Politics is a process of constant change. Harold Wilson coined the phrase “a week is a long time in politics” in the 1960s – but in today’s version, the week has certainly been reduced to days, if not hours, in some cases.

All of which makes the game (I hesitate to glorify it as an art) of political speculation that much more pointless, and the consequent credibility of the speculations and those who make them close to minimal. For journalists and commentators this makes their jobs even more precarious – not only does a more instant, competitive and interactive media environment mean they are under constant pressure to find a unique “angle” to every story, no matter how mundane, but also the durability and credibility of their more outlandish analyses and predictions is greatly diminished. This morning’s potential blockbuster may well be old or inaccurate news by midday. David Lange’s famous observation of the Parliamentary Press Gallery behaving like “reef fish” remains an accurate description.

However, there are occasions where the story becomes slightly more durable and the analysis and commentary sustained and penetrating. The ongoing revelations from the so-called Panama Papers are such an example.

Admittedly, the story has changed from its first breathless reportage.
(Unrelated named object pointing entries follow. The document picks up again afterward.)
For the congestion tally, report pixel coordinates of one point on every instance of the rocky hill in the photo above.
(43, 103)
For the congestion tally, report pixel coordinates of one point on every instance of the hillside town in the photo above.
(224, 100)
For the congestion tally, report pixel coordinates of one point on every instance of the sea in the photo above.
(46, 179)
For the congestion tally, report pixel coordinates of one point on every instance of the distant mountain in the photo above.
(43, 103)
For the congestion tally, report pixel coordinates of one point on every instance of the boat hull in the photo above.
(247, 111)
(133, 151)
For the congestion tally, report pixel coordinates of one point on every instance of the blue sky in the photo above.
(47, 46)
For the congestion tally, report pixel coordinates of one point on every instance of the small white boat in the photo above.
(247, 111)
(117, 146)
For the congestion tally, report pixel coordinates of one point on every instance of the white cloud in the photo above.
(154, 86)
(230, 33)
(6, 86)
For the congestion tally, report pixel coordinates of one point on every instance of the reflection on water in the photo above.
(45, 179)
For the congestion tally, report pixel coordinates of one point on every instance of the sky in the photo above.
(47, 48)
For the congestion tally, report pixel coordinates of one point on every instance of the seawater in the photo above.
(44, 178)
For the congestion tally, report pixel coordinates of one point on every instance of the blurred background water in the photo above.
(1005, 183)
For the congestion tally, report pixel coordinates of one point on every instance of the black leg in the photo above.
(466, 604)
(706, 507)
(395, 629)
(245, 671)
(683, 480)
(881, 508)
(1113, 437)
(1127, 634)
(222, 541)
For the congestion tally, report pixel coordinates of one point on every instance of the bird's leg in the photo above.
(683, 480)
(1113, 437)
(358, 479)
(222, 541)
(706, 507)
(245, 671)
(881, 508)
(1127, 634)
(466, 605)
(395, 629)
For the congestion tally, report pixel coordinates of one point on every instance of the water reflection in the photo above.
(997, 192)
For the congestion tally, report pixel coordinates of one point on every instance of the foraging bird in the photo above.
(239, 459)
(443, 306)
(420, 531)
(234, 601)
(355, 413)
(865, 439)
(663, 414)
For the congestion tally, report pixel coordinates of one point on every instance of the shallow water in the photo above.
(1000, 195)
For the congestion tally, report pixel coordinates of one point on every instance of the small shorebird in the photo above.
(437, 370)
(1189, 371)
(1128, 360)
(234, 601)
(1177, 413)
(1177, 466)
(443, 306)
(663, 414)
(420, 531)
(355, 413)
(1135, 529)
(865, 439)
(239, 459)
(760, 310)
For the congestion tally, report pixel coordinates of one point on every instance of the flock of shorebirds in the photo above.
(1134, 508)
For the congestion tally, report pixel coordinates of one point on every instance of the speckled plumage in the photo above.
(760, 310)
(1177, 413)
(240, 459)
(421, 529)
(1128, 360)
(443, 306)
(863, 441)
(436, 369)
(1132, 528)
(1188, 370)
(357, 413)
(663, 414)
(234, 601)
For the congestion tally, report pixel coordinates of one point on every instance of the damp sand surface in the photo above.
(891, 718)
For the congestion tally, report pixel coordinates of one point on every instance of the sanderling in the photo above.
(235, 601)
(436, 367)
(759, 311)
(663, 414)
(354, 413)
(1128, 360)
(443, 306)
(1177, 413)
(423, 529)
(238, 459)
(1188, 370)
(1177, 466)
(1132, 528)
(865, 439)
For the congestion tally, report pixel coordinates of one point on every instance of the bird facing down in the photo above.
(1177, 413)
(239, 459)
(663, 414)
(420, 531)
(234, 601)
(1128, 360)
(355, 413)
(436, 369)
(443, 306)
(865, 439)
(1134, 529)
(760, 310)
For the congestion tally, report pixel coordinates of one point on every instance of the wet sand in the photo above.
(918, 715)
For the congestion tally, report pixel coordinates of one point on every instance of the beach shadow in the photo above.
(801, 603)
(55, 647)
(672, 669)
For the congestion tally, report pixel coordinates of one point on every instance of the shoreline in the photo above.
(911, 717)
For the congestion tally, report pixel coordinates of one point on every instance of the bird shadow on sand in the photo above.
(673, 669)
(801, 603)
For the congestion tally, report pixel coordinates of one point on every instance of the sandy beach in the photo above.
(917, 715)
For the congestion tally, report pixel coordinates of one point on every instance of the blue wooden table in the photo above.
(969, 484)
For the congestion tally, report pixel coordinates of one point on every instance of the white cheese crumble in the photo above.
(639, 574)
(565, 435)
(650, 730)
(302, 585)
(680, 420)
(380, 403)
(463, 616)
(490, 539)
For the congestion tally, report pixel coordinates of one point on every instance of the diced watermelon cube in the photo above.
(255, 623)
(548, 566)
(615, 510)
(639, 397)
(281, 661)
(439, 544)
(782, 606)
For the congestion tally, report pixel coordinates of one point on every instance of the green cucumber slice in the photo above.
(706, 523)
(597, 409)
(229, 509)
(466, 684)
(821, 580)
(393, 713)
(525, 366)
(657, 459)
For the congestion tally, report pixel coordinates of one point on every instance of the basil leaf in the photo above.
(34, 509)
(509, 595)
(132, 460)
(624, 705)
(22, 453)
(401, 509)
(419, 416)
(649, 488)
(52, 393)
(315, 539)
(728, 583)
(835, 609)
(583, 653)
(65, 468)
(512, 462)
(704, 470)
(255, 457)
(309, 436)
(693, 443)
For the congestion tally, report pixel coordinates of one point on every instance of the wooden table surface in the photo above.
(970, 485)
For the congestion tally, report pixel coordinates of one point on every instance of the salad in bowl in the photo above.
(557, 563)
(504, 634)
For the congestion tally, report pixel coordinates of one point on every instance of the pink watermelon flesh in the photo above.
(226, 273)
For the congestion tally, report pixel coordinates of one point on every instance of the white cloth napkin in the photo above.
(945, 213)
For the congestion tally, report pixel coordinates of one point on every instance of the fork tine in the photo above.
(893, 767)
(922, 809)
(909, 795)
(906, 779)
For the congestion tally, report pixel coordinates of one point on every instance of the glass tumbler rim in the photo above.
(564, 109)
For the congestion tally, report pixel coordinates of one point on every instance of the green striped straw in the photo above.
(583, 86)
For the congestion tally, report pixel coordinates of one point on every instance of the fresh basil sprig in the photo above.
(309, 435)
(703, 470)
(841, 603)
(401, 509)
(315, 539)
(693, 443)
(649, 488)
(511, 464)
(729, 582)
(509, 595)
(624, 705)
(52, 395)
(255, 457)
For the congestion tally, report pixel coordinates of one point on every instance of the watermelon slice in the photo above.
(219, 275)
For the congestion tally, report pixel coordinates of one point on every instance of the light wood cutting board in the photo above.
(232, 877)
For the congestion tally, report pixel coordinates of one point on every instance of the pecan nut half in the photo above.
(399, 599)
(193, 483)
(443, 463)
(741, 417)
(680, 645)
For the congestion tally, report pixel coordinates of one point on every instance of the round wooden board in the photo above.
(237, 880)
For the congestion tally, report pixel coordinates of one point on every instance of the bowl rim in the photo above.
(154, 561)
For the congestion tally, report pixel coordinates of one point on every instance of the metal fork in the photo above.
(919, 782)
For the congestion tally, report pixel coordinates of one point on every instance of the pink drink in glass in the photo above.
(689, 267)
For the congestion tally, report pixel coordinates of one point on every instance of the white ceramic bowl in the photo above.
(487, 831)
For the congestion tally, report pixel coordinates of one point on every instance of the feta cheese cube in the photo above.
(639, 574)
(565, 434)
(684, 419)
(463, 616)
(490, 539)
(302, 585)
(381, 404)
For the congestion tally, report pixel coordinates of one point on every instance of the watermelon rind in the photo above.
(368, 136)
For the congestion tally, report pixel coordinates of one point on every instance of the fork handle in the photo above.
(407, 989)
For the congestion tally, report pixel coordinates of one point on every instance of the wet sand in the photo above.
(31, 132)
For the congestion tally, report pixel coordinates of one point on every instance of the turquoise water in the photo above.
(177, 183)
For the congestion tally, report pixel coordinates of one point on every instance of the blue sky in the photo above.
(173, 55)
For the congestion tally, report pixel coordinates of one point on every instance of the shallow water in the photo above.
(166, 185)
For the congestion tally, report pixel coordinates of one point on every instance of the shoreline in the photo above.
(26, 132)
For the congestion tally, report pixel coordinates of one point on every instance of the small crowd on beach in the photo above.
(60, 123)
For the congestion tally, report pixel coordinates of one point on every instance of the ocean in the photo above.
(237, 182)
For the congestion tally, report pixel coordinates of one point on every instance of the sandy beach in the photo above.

There have not been the shocking revelations that were anticipated originally about the involvement of New Zealand rich-listers or political and business high fliers in massive tax evasion schemes. However, the details that have been forthcoming about the way in which New Zealand based foreign trusts or corporate structures are being used by some to evade tax responsibilities elsewhere, or simply hide capital altogether, and the involvement of New Zealand firms in facilitating such practices are very disturbing. They raise legitimate and serious questions about how robust our disclosure rules are, especially when it is revealed that a company director banned in Hong Kong is able to carry on in New Zealand because no-one apparently asked the right questions. Hardly surprising therefore, that the government, after a somewhat lackadaisical response to the early revelations, is now promising to clean things up swiftly.

However, media and commentariat reaction to the Labour/Greens co-operation announcement has been more in the breathtaking drama mode we have sadly become used to. There has been little mention of the basic challenge of how both parties can work together, given their historic differences. The harking back to the Labour/Alliance co-operation arrangement of the late 1990s heralding the Labour/Alliance government that was to come completely ignores the fact that it was the Alliance that effectively brought down that government barely two and a half years later in 2002.  An inconvenient truth that distorts the narrative, perhaps?

Nor has there been any mention of what National might do – indeed, they almost seem to be portraying National as a static, immutable object, unable to react to any change in its potential circumstances. But, as the Prime Minister has shown, even latterly on the Panama Papers, and more broadly right throughout his term, when any issue has looked tricky for National, he is remarkably adept at not only adjusting to the new situation, but also quickly getting ahead of it. So why would he be any different in this situation? If a week in politics is a long time, writing up as fact likely election outcomes and governments formed, let alone picking Cabinets, about 18 months before an election is a monumental stupidity. It may have sold newspapers once, but in today’s more sophisticated age it merely condemns those responsible to well-justified scorn and ridicule, and turns more people off taking media commentary seriously.

Political punditry and speculation is a time-honoured side-show of the political process. But to have any hope of being taken at all seriously its needs a far firmer foundation than the current version consistently demonstrates. Apparently, Keith Holyoake used to tell new MPs to learn to “breathe through their noses” – advice our commentariat could well benefit from following, if they even knew who he was.